Dioses de Egipto aspiraba a convertirse en un macroespectáculo de aventuras y efectos especiales para este 2016. Su director, Alex Proyas, apostó por una puesta en escena grandilocuente y virtuosa, repleta de vertiginosos movimientos de cámara y trucos de montaje postmodernos. Desgraciadamente, en esta ocasión, a Proyas, cineasta habituado a salir bien parado de proyectos difíciles, el tiro le ha salido por la culata.
Sus esfuerzos como director se ven excedidos por un guion absurdo, repleto de situaciones disparatadas y unos diálogos ridículos.
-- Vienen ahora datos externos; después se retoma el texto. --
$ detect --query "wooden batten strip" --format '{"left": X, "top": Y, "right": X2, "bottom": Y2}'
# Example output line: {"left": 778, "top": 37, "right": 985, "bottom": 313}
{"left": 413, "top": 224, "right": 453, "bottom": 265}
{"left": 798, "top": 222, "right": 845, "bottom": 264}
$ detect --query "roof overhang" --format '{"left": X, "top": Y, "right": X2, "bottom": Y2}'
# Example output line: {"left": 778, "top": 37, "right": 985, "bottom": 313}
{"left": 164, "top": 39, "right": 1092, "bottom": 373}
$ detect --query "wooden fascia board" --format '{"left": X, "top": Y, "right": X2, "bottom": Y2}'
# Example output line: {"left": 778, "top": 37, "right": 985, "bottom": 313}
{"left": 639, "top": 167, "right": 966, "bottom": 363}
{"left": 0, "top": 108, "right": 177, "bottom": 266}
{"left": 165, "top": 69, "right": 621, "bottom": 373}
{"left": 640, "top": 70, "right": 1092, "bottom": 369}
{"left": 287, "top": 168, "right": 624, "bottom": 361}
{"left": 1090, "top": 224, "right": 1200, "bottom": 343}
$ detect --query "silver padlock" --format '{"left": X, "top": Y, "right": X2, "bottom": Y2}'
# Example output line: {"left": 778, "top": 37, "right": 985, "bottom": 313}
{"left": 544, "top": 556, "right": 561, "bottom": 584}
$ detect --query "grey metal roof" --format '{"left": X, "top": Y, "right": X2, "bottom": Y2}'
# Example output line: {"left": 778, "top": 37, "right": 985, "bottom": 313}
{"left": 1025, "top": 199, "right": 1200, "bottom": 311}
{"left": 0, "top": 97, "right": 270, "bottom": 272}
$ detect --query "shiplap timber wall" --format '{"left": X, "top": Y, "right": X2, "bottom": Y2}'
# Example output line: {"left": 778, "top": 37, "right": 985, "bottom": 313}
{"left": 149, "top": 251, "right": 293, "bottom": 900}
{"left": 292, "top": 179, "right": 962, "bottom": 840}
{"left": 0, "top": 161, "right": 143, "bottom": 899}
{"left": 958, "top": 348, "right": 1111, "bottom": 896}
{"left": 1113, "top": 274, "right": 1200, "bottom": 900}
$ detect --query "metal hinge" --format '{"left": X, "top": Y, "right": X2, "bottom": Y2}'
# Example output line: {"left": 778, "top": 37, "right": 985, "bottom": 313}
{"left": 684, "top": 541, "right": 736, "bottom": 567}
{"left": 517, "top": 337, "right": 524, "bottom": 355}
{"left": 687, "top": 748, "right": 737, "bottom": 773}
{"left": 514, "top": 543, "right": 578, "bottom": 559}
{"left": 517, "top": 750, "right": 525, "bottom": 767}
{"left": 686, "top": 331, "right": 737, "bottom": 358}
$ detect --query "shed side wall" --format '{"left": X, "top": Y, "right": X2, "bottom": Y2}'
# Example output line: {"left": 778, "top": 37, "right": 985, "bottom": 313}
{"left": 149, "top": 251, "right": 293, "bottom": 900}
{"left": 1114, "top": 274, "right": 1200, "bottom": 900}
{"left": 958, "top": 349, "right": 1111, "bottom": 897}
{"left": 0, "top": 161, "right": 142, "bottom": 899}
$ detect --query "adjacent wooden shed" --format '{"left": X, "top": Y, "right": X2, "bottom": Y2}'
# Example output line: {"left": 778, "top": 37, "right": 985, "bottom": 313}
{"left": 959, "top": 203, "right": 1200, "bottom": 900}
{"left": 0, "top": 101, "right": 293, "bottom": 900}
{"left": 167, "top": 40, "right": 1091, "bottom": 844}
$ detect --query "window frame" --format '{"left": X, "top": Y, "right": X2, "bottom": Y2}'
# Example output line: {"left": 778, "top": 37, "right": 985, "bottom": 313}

Si al menos a esto se le hubiese insuflado algo de sentido del humor, el conjunto sería más digerible, pero las ansias de trascendencia no hacen más que incrementar la sensación de despropósito de la película.
Un lamentable trabajo de postproducción termina de rematar la función, con unos efectos digitales de saldo (a pesar de los 140 millones de dólares de presupuesto) y en los que se habían depositado gran parte de las necesidades de la puesta en escena del director.
El dislate es tal, que puestos a ir recopilando ya aspirantes para las peores películas del año, esta Dioses de Egipto parte con muchas papeletas en favor de su candidatura.